The word “ganbatte”, on the low end of the spectrum might be called out to someone who has just one lap to go in a race or is about to take a hard test. It implies both an encouragement to keep going or work hard and also an admonition to do your best. It implies as well an unspoken wish of good luck in your endeavor.
At the other end of the spectrum you have “gaman”, which implies a self-sacrificing patience, endurance, and perseverance through extremely difficult and often prolonged circumstances. It is a charge to endure with grace and dignity. “Work on in despair” is not meant to be a negative concept, but a positive character trait to develop that will bless both you and society at large.
So, as you make these cookies and the edges burn OR you wait too long to fold them and they harden, OR you make 600 of them for a Chinese New Year party and while you are changing your kids break open every single one to read the funny fortunes, all I can say is:
Making Fortune Cookies:
Fortune cookies are made from a thin egg white based batter. You will need to line your baking sheets with a silicone liner or parchment paper. Spread batter in 3-4” circles on your baking sheets. I can get 6 on my baking sheet. The cookies will harden quickly after removing them from the oven. Start with just a couple of cookies on your baking sheet until you get the hang of folding them quickly.
The cookies are done when the dough is dry, but not brown. Don’t be discouraged if you ruin a cookie or two trying to get the exact time right (no two ovens are exactly the same).
To fold: While the cookies are still hot from the oven, flip a cookie over and place a fortune in the center of the cookie. Gently fold cookie in half (do not flatten center crease; just make the edges meet). Using a mug or drinking glass, fold the cookie in half again over the edge of the mug. Transfer to a muffin tin to keep cookie from unfolding while it completely cools.

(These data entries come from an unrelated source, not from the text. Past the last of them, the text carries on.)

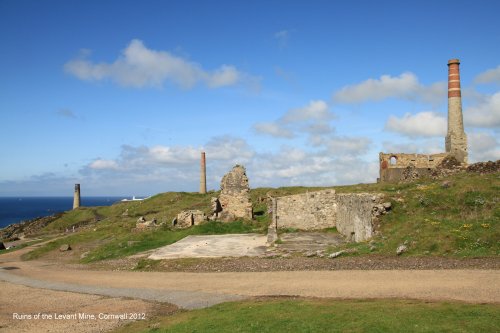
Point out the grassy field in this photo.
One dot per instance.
(458, 220)
(305, 315)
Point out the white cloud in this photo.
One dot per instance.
(421, 124)
(313, 119)
(228, 148)
(67, 113)
(273, 129)
(485, 114)
(315, 110)
(100, 164)
(224, 76)
(489, 76)
(483, 147)
(139, 66)
(347, 145)
(405, 86)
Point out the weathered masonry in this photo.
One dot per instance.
(351, 213)
(395, 167)
(403, 166)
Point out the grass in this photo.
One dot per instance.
(462, 220)
(314, 315)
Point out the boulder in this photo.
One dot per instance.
(336, 254)
(65, 247)
(188, 218)
(401, 249)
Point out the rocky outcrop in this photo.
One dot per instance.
(235, 198)
(26, 228)
(65, 247)
(484, 167)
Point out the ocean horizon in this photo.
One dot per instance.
(19, 209)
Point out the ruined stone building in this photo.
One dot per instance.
(234, 198)
(353, 214)
(400, 166)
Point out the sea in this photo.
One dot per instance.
(18, 209)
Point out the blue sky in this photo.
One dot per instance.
(122, 96)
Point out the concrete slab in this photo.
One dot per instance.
(214, 246)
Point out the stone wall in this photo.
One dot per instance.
(235, 197)
(401, 167)
(308, 211)
(354, 215)
(351, 213)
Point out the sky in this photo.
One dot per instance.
(122, 96)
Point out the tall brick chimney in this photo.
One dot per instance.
(203, 174)
(76, 197)
(456, 140)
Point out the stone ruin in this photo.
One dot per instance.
(234, 200)
(396, 167)
(189, 218)
(355, 215)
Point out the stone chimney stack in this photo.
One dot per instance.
(203, 174)
(76, 197)
(456, 140)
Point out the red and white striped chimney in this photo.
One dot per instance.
(456, 139)
(203, 174)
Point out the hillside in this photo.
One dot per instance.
(458, 216)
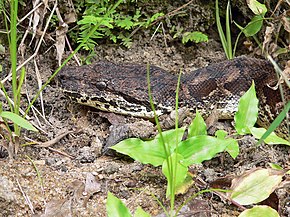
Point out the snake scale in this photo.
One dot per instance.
(123, 89)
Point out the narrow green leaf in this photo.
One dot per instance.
(141, 213)
(247, 113)
(181, 172)
(255, 186)
(258, 211)
(271, 139)
(197, 126)
(115, 207)
(16, 119)
(200, 148)
(257, 7)
(275, 123)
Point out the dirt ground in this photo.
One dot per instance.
(72, 177)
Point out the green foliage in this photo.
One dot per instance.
(225, 39)
(275, 123)
(198, 126)
(247, 114)
(198, 147)
(116, 27)
(18, 120)
(251, 29)
(258, 211)
(255, 186)
(115, 207)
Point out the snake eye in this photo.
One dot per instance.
(101, 85)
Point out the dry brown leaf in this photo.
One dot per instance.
(58, 208)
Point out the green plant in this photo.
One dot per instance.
(18, 121)
(251, 29)
(115, 27)
(168, 149)
(17, 81)
(194, 36)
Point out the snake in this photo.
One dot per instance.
(122, 88)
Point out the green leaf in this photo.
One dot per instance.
(194, 36)
(257, 7)
(247, 113)
(255, 186)
(140, 213)
(180, 175)
(152, 151)
(104, 21)
(197, 126)
(258, 211)
(115, 207)
(125, 23)
(200, 148)
(271, 139)
(275, 123)
(233, 148)
(254, 26)
(16, 119)
(221, 134)
(172, 137)
(275, 166)
(146, 152)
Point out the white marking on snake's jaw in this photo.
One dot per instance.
(117, 104)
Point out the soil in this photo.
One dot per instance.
(72, 177)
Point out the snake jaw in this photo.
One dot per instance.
(123, 89)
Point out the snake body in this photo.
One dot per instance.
(123, 89)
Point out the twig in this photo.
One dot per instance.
(25, 197)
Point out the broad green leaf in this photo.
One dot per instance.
(200, 148)
(254, 26)
(151, 151)
(179, 176)
(146, 152)
(194, 36)
(247, 113)
(141, 213)
(233, 147)
(197, 126)
(258, 211)
(275, 166)
(272, 139)
(221, 134)
(20, 121)
(115, 207)
(255, 186)
(172, 137)
(257, 7)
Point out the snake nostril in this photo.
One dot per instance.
(101, 85)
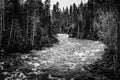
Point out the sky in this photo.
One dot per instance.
(65, 3)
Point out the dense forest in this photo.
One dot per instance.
(95, 20)
(26, 25)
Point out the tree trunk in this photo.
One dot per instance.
(10, 34)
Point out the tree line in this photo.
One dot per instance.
(95, 20)
(25, 25)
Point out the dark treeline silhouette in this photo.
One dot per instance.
(25, 25)
(95, 20)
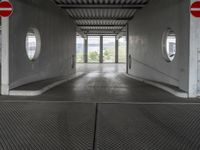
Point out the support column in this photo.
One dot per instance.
(101, 49)
(86, 50)
(5, 56)
(127, 48)
(116, 50)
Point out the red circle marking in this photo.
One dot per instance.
(195, 9)
(6, 9)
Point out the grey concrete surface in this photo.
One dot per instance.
(145, 38)
(58, 37)
(103, 83)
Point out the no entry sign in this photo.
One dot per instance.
(195, 9)
(6, 9)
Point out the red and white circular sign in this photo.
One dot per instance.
(6, 9)
(195, 9)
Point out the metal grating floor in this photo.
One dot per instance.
(148, 127)
(46, 126)
(76, 126)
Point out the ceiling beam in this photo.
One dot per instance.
(104, 25)
(102, 19)
(101, 6)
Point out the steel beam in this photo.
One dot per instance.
(103, 19)
(104, 25)
(101, 6)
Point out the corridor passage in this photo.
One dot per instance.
(108, 83)
(103, 83)
(101, 110)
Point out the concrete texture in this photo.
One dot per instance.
(194, 65)
(58, 37)
(145, 37)
(104, 83)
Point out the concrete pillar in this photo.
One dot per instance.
(101, 49)
(116, 50)
(127, 48)
(5, 56)
(86, 50)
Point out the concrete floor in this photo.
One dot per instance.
(104, 83)
(102, 110)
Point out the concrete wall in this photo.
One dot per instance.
(194, 71)
(58, 37)
(145, 37)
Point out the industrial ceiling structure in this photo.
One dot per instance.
(94, 17)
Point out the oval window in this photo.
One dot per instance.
(169, 45)
(33, 44)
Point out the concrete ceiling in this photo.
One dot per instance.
(101, 16)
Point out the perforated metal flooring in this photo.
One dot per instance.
(148, 127)
(76, 126)
(46, 126)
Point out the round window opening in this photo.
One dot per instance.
(169, 45)
(33, 44)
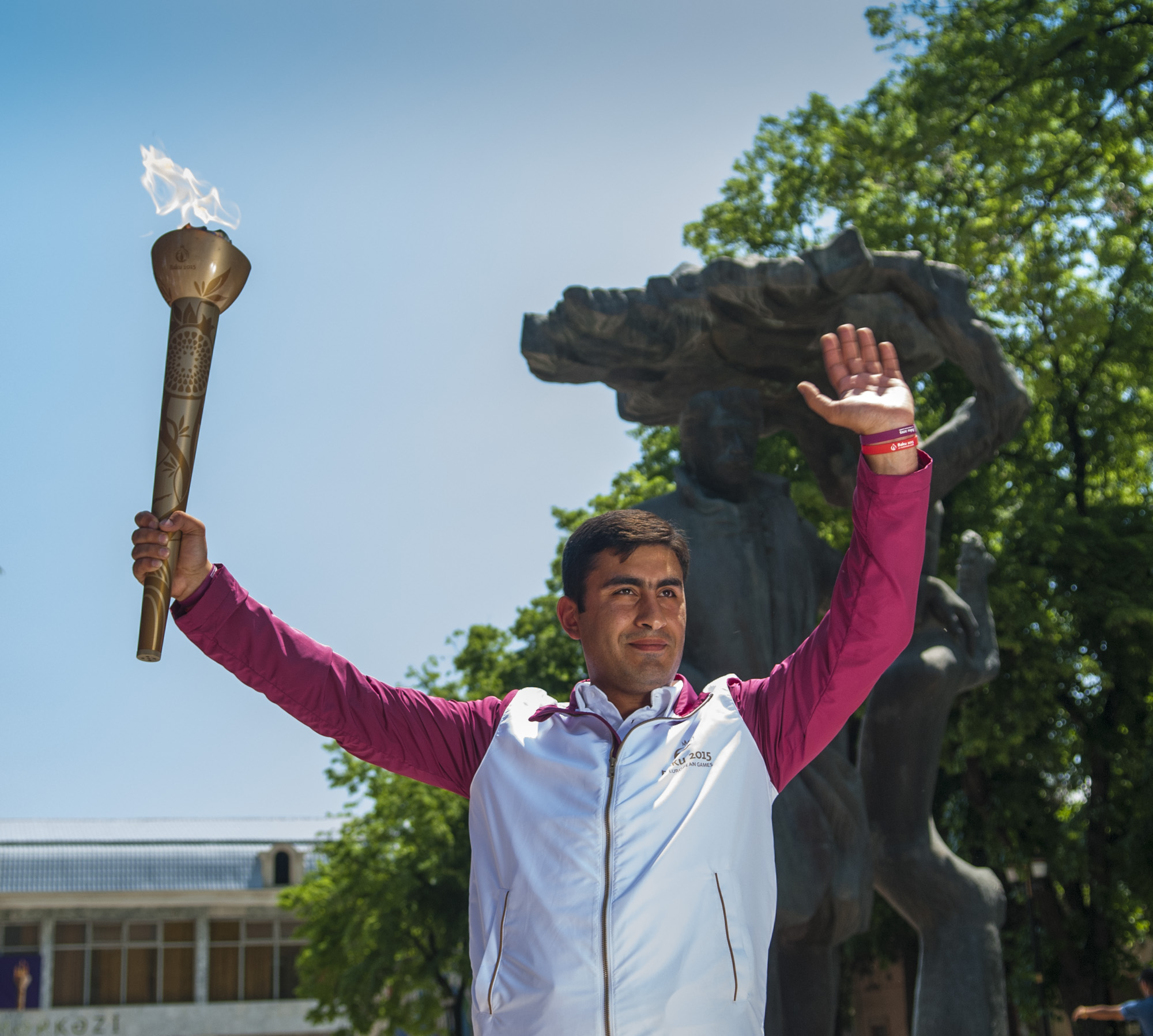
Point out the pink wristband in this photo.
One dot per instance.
(887, 436)
(896, 446)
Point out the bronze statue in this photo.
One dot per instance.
(720, 350)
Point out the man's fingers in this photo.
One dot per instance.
(818, 402)
(850, 348)
(144, 567)
(834, 360)
(183, 522)
(870, 356)
(891, 363)
(150, 551)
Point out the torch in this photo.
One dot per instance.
(200, 274)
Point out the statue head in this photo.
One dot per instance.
(719, 435)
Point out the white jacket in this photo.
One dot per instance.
(621, 887)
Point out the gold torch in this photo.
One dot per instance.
(200, 274)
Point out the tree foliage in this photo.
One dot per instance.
(387, 911)
(1014, 139)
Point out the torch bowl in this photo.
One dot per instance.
(197, 263)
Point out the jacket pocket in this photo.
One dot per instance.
(487, 998)
(733, 917)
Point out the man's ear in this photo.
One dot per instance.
(568, 613)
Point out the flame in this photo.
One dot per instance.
(174, 187)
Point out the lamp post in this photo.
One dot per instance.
(1038, 869)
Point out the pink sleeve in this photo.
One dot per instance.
(802, 705)
(439, 741)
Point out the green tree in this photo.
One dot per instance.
(386, 914)
(1014, 139)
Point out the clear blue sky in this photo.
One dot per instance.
(376, 463)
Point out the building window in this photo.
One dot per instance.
(253, 960)
(20, 975)
(117, 962)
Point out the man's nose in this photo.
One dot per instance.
(650, 615)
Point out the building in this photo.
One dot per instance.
(152, 928)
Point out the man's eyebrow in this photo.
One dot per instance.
(636, 581)
(624, 581)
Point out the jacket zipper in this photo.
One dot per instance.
(608, 846)
(728, 938)
(608, 877)
(496, 967)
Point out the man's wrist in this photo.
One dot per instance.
(903, 463)
(199, 589)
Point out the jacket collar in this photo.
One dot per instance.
(687, 702)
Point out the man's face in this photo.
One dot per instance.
(632, 629)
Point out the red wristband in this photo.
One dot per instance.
(909, 443)
(888, 436)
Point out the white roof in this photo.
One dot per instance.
(231, 830)
(155, 855)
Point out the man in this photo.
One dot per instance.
(623, 853)
(1132, 1011)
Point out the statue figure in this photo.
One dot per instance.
(720, 350)
(956, 908)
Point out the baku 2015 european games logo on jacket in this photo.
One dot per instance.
(685, 757)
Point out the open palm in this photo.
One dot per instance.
(872, 394)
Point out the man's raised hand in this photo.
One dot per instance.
(872, 396)
(150, 548)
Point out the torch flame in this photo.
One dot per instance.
(174, 187)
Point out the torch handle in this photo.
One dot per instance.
(192, 335)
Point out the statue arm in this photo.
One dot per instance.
(798, 709)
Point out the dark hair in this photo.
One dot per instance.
(622, 532)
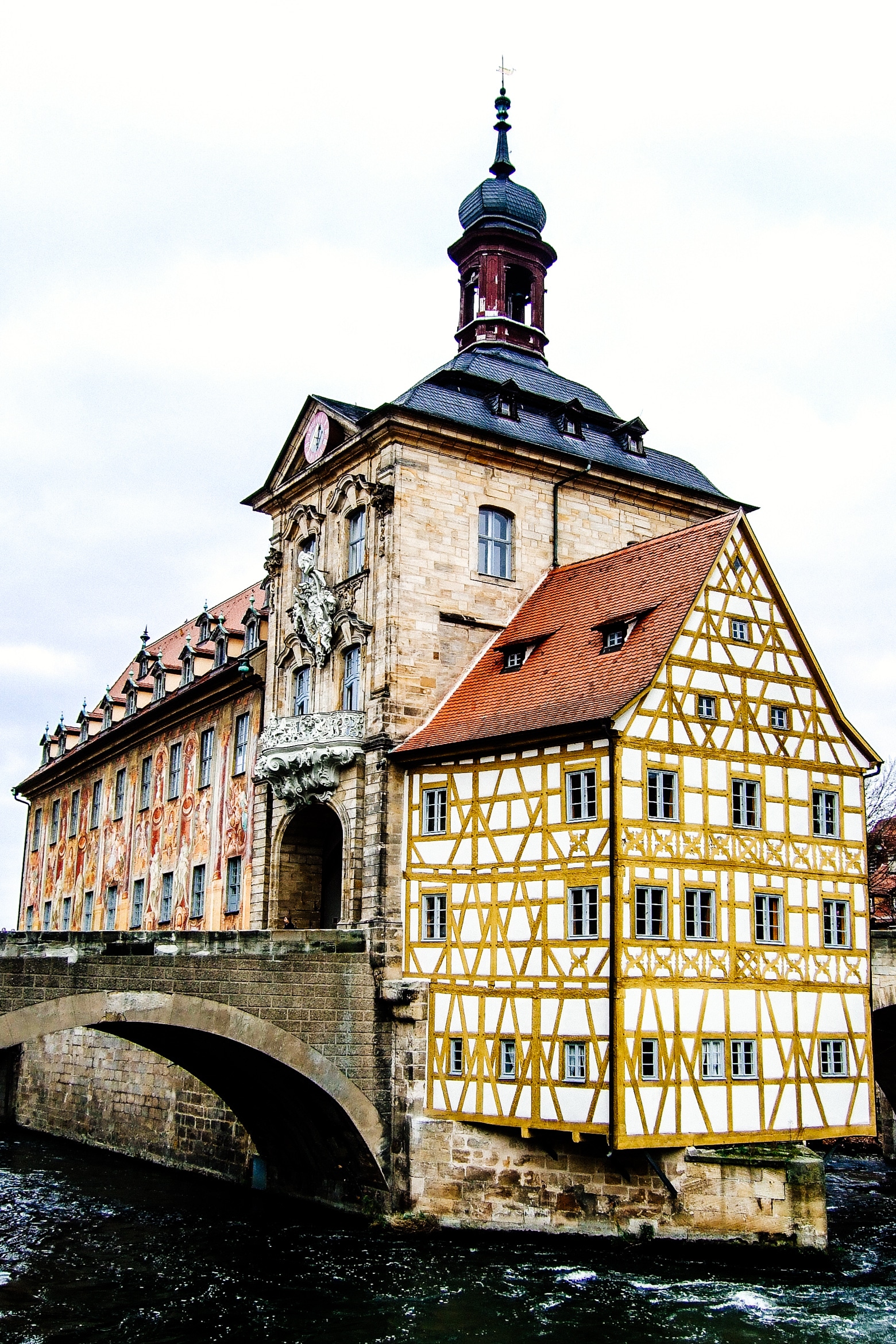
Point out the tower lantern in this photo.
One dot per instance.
(501, 257)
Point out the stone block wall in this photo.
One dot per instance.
(96, 1089)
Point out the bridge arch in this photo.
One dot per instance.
(319, 1133)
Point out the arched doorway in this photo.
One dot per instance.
(311, 870)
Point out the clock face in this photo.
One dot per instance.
(316, 437)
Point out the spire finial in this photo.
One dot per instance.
(503, 167)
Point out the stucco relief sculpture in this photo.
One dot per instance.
(303, 758)
(314, 611)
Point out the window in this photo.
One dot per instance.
(651, 912)
(206, 752)
(435, 917)
(663, 795)
(175, 756)
(836, 924)
(824, 812)
(145, 783)
(352, 679)
(700, 914)
(582, 796)
(303, 693)
(767, 918)
(434, 812)
(584, 913)
(198, 893)
(744, 803)
(495, 543)
(167, 894)
(137, 903)
(714, 1060)
(743, 1060)
(574, 1060)
(356, 542)
(649, 1058)
(241, 744)
(832, 1057)
(234, 894)
(508, 1060)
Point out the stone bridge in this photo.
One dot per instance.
(288, 1029)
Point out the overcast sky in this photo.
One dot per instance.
(211, 210)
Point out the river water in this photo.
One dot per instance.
(97, 1248)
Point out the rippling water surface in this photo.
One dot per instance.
(96, 1248)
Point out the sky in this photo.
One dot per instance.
(208, 211)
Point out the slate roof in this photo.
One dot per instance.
(462, 392)
(567, 681)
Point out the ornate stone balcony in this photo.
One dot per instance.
(303, 757)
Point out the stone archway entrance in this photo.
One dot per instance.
(311, 870)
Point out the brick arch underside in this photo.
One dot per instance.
(320, 1136)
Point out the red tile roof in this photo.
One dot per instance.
(567, 679)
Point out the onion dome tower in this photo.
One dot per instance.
(501, 257)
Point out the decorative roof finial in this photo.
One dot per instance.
(503, 167)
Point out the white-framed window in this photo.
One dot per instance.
(356, 542)
(663, 795)
(352, 678)
(832, 1058)
(303, 691)
(585, 913)
(836, 924)
(700, 913)
(582, 796)
(824, 813)
(167, 897)
(744, 803)
(496, 542)
(137, 903)
(649, 1058)
(175, 757)
(576, 1061)
(434, 812)
(743, 1060)
(198, 893)
(234, 893)
(712, 1058)
(434, 916)
(507, 1060)
(651, 912)
(241, 744)
(121, 780)
(767, 918)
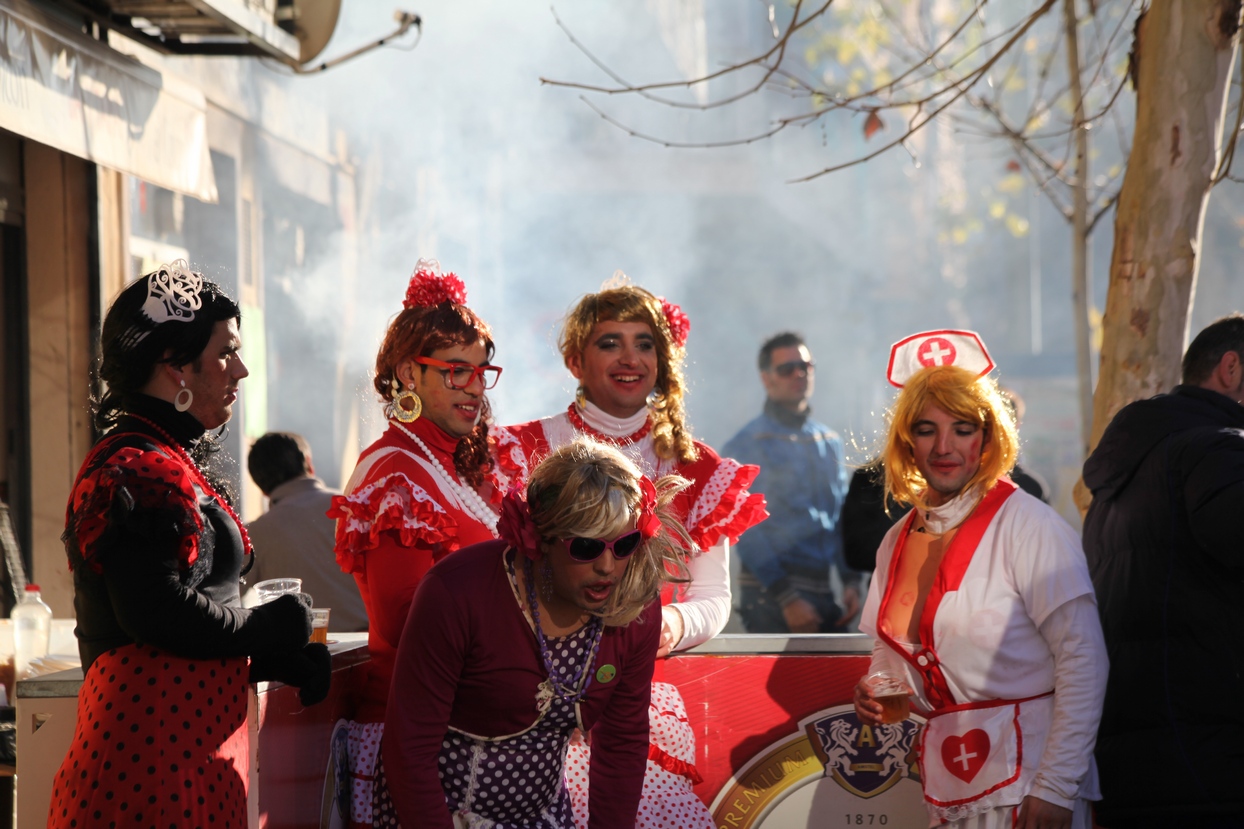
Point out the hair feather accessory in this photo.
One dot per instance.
(647, 522)
(429, 288)
(679, 324)
(173, 295)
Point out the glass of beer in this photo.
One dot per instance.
(320, 625)
(892, 692)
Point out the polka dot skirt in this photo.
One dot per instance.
(667, 800)
(514, 783)
(159, 741)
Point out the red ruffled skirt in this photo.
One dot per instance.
(159, 741)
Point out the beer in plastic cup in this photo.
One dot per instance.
(892, 692)
(320, 625)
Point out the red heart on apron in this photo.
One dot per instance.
(964, 756)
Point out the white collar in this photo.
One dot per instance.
(952, 513)
(601, 421)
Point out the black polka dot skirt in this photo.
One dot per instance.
(161, 741)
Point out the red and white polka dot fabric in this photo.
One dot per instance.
(667, 800)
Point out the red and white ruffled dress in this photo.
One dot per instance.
(717, 509)
(403, 510)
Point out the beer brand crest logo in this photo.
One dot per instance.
(865, 759)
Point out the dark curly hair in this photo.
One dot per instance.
(127, 366)
(417, 332)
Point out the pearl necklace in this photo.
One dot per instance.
(467, 496)
(202, 479)
(580, 425)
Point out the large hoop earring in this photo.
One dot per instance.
(407, 406)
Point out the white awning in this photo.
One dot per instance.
(71, 92)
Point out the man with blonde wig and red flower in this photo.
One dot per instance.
(626, 349)
(982, 606)
(511, 645)
(414, 496)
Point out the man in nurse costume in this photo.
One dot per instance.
(982, 601)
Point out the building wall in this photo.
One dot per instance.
(59, 289)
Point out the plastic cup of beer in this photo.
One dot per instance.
(892, 692)
(270, 589)
(320, 625)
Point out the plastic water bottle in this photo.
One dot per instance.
(31, 630)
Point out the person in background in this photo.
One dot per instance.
(511, 645)
(1163, 543)
(867, 515)
(982, 604)
(416, 494)
(626, 347)
(157, 550)
(786, 562)
(295, 537)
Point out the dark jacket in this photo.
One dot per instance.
(1163, 542)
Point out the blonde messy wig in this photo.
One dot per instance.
(590, 489)
(671, 437)
(970, 398)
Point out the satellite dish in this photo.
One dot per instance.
(311, 21)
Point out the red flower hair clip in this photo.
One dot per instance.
(429, 288)
(648, 524)
(515, 527)
(679, 324)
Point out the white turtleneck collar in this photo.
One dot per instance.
(952, 513)
(603, 422)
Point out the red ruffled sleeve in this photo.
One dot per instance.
(718, 503)
(389, 503)
(142, 479)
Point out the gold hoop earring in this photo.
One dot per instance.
(183, 405)
(407, 406)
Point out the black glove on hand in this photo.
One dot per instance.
(309, 669)
(280, 625)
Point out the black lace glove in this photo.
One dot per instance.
(309, 670)
(280, 625)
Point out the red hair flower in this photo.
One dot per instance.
(648, 524)
(679, 325)
(429, 288)
(515, 525)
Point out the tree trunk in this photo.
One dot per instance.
(1182, 61)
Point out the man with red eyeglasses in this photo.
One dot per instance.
(786, 562)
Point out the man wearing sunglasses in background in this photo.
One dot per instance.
(785, 563)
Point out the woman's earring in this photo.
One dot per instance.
(407, 405)
(181, 403)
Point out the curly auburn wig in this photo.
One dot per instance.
(417, 332)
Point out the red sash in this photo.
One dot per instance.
(949, 575)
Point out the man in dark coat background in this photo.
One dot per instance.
(1166, 552)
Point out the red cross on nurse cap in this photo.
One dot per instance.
(944, 347)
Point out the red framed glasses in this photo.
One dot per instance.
(589, 549)
(460, 375)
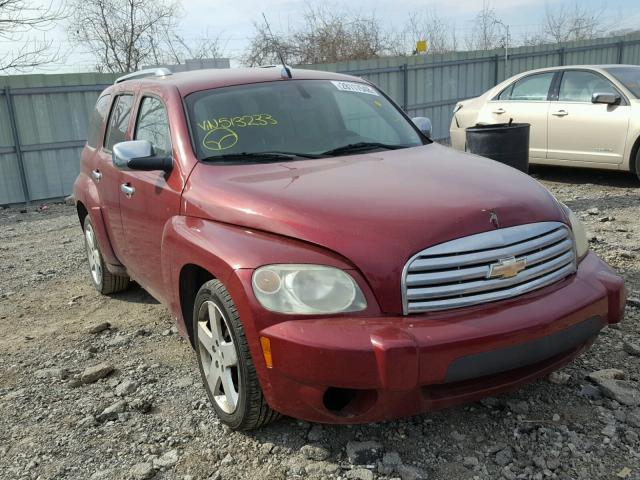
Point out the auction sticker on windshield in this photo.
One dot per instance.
(355, 87)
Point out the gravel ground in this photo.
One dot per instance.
(103, 388)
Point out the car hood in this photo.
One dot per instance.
(378, 209)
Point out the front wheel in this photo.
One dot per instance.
(226, 366)
(104, 281)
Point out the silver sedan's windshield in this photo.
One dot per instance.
(306, 117)
(629, 77)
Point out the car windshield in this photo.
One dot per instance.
(629, 77)
(295, 118)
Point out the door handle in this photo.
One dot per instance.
(127, 189)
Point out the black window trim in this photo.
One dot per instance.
(103, 124)
(624, 100)
(138, 106)
(113, 103)
(510, 86)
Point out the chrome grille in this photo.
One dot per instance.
(458, 273)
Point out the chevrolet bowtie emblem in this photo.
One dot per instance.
(506, 268)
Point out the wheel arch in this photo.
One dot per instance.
(634, 155)
(82, 213)
(191, 278)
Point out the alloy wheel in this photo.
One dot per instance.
(93, 254)
(218, 356)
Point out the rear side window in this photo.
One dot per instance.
(118, 121)
(97, 119)
(531, 88)
(579, 86)
(153, 125)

Cookies should be eaten the same day, or stored in an airtight container. They will quickly become soft in a humid climate. Making them in the winter here in dry western PA, they will keep for several days without becoming soft.
You can write your own fortunes, or here are some links for pre-written fortunes:
Homemade Fortune Cookies
1 cup flour
1 cup sugar
1 Tbs cornstarch
½ tsp salt
4 egg whites
1/3 cup oil
2 Tbs water
1 ½ tsp orange or almond extract
1 tsp vanilla extract
Fortunes cut into strips about 3 ½” long by ½” wide
Preheat oven to 300°F. Line baking sheets with silicone mats or parchment paper.
Use a whisk to mix flour, cornstarch, salt, and sugar in a small bowl.
In a separate bowl, use the whisk to lightly beat the egg whites, oil, water, vanilla, and orange or almond extract until frothy.
Stir the flour into the egg white mixture and mix until you have a smooth batter. The batter will be thin, with the consistency of a sticky pancake batter and not stiff like a normal cookie dough.
Place one tablespoon of batter onto the cookie sheet. Using the back of a spoon, spread batter in a circular motion to make a circle about 3-4 inches in diameter. Place 4-6 cookies on a baking sheet (start with fewer cookies until you get the hang of folding quickly). The batter should be very thin on the baking sheet. If it’s too thick the cookies won’t fold without breaking.
Bake for 11-14 minutes, or until the outer edge of each cookie barely begins to brown.
TO FOLD: Immediately after removing baking sheet from the oven, working very quickly, remove a cookie with a thin metal spatula and flip it over onto a clean plate or mat. Place a fortune in the middle of the cookie (let one end slightly extend beyond edge of cookie, if desired). Fold the cookie in half, but do not flatten center crease; just make the edges meet gently. Fold cookie in half again by gently pulling the edges downward over the rim of a mug or glass. Place the finished cookie in the cup of a muffin tin so that it keeps its shape while it cools. Continue with the rest of the cookies.
Let cookies sit, uncovered, for 1-2 hours (so that they harden completely). Cookies are best eaten the same day, especially if weather is humid. In drier climates, cookies will keep well for several days.